Swift 5.4 is now released and includes language improvements and tooling improvements. Paul Hudson, as usual, has a great summary of what is new hosted at https://www.whatsnewinswift.com.

Property wrappers which which first appeared in Swift 5.1, abstract away access patterns on a type continue to improve in Swift 5.4 by allowing them to be be applied to local variables. The easiest way to see what they do is to look at the API.

@propertyWrapper
struct <#Name#> {
    private var value: <#Wrapped#>
    var wrappedValue: <#Wrapped#> {
        get { value }
        set { value = newValue }
    }
    var projectedValue: <#Projected#> {
        get { value }
        set { value = newValue }
    }
    init(wrappedValue: <#Wrapped#>) {
        value = wrappedValue
    }
}

You use this type with the @ mark to give types the special behavior. @Behavior var velocity: Double. The wrappedValue is used where you use velocity and you can get at the projectedValue with $velocity.

The only real requirement is that you implement wrappedValue. It is not required to have a projected value.

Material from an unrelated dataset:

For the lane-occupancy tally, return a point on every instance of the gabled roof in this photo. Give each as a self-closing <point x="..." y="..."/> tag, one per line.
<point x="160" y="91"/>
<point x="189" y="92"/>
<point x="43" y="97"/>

For example:

@propertyWrapper
struct Clamping<T: Comparable> {
  init(wrappedValue: T, range: ClosedRange<T>) {
    self.value = range.clamp(wrappedValue)
    self.range = range
  }

  private var value: T
  let range: ClosedRange<T>
  var wrappedValue: T {
    get { value }
    set { value = range.clamp(newValue) }
  }
}

extension ClosedRange {
  func clamp(_ value: Bound) -> Bound {
    Swift.min(Swift.max(value, self.lowerBound), self.upperBound)
  }
}

class Spaceship {
  @Clamping(range: 1...100) var velocity: Double = 10
}

let t = Spaceship()
t.velocity           // 10
t.velocity = 25
t.velocity           // 25
t.velocity = 200
t.velocity           // 100

This doesn’t have a projected value. You might add one that keeps the original value passed in. With that design way you could project to the unclamped original, which might be useful.